MIPS #PIMSH 20: Appropriate Antiemetic Therapy for High- and Moderate-Emetic-Risk Antineoplastic Agents

• Numerator Criteria 1: Patients who are administered prior to treatment a four-drug combination of a neurokinin 1 (NK1) receptor antagonist, a serotonin (5-HT3) receptor antagonist, dexamethasone, and olanzapine

• Numerator Criteria 2: Patients who are administered prior to treatment a two-drug combination of a 5-HT3 receptor antagonist, and dexamethasone

Numerator Guidance: For the purposes of the measure, the following antiemetics would meet the measure:

• Antiemetics administered on the same day as cycle 1 day 1 of the therapy OR

• Any new or refill prescription order of antiemetics on the same day as cycle 1 day 1 of the therapy or within 89 days prior to cycle 1 day 1 of the therapy OR

• Any record of antiemetics as active on the medication list within 90 days prior to cycle 1 day 1 of the therapy

Oral/IV combination regimen is when oral antineoplastic therapy is ordered as a component of a treatment regimen. Both oral and IV antineoplastic agents are ordered on the same day, and the IV agent determines the emetic risk of the oral/IV combination regimen.
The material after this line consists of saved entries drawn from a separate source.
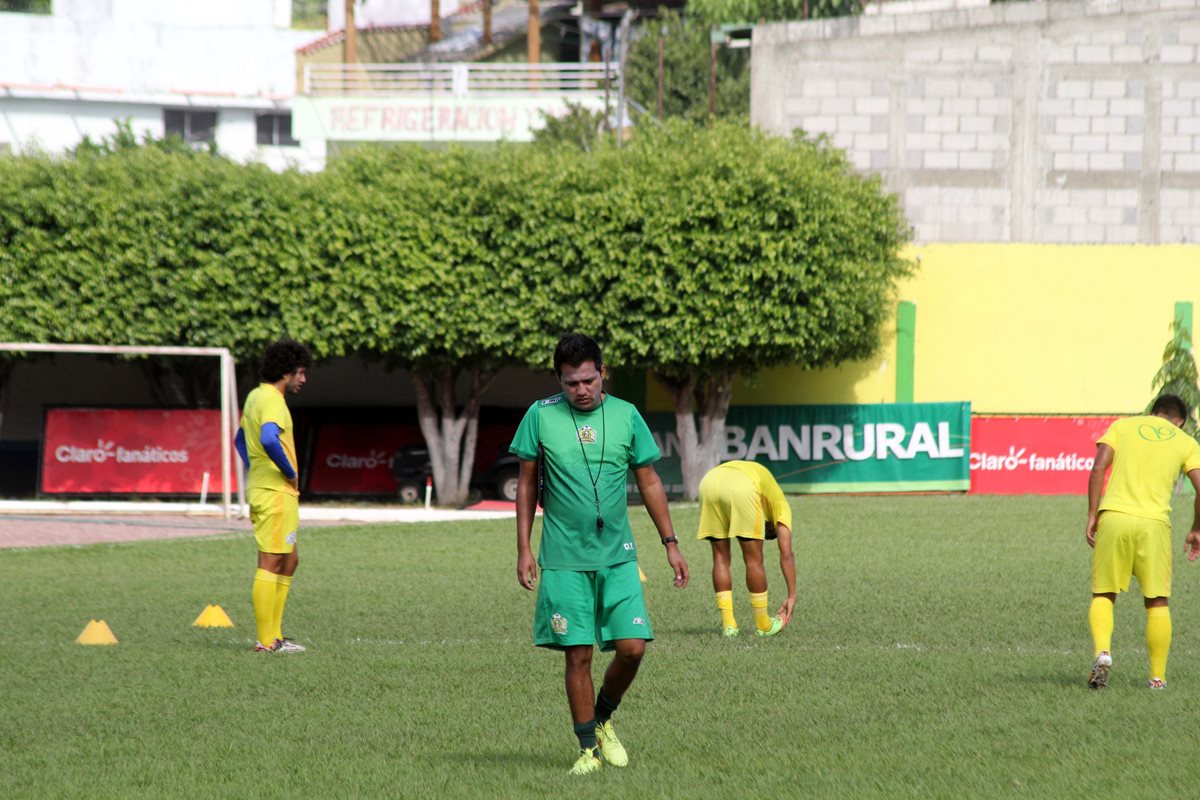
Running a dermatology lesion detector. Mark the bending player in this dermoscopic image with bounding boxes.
[696,461,796,637]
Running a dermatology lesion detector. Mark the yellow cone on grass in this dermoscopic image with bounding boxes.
[76,620,116,644]
[192,606,233,627]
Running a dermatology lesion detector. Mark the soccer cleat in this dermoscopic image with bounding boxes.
[568,750,601,775]
[755,616,784,636]
[1087,650,1112,688]
[596,720,629,766]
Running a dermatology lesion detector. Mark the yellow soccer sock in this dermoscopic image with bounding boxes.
[271,575,292,639]
[250,570,280,646]
[716,591,738,627]
[1146,606,1171,679]
[750,591,770,631]
[1087,597,1112,656]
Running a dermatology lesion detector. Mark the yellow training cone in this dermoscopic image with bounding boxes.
[76,620,116,644]
[192,606,233,627]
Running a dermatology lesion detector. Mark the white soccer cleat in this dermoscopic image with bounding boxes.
[1087,650,1112,688]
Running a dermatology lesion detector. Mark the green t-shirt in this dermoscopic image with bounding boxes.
[509,393,661,571]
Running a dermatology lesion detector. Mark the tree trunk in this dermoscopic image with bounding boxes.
[413,367,496,506]
[655,371,733,500]
[0,357,16,441]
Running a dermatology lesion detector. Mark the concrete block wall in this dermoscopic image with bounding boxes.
[751,0,1200,243]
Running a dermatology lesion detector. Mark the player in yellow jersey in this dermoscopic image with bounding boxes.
[1084,395,1200,688]
[234,339,312,652]
[696,461,796,637]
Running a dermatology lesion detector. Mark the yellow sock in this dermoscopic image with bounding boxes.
[250,570,280,645]
[271,575,292,639]
[1146,606,1171,680]
[1087,597,1112,656]
[716,591,738,627]
[750,591,770,631]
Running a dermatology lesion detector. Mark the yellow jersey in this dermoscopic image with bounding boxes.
[241,384,300,495]
[1097,416,1200,523]
[715,461,792,530]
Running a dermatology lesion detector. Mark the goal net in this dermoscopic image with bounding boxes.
[0,342,245,519]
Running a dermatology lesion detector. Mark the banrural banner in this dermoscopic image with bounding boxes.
[646,403,971,494]
[41,408,231,494]
[971,416,1117,494]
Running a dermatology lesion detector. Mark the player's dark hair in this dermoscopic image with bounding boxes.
[1150,395,1188,420]
[258,339,312,384]
[554,333,604,375]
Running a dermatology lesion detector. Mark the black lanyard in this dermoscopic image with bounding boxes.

Note: ASCO acknowledges that all practices may encounter a scenario in which an antineoplastic intended to be given on C1D1 is held. In this scenario, it is possible for prophylactic antiemetic treatment to be considered inappropriate if the intended antineoplastic is ultimately not administered. The technical expert panel expects these scenarios to be consistent across practice types and settings, and unlikely to substantially impact performance scores.

Performance on this measure is intended to be attributed to the prescribing or attending provider, and is not meant to reflect incident-to billing under non-physician providers (NPPs) who may be practicing in the infusion center during the patient's antineoplastic therapy.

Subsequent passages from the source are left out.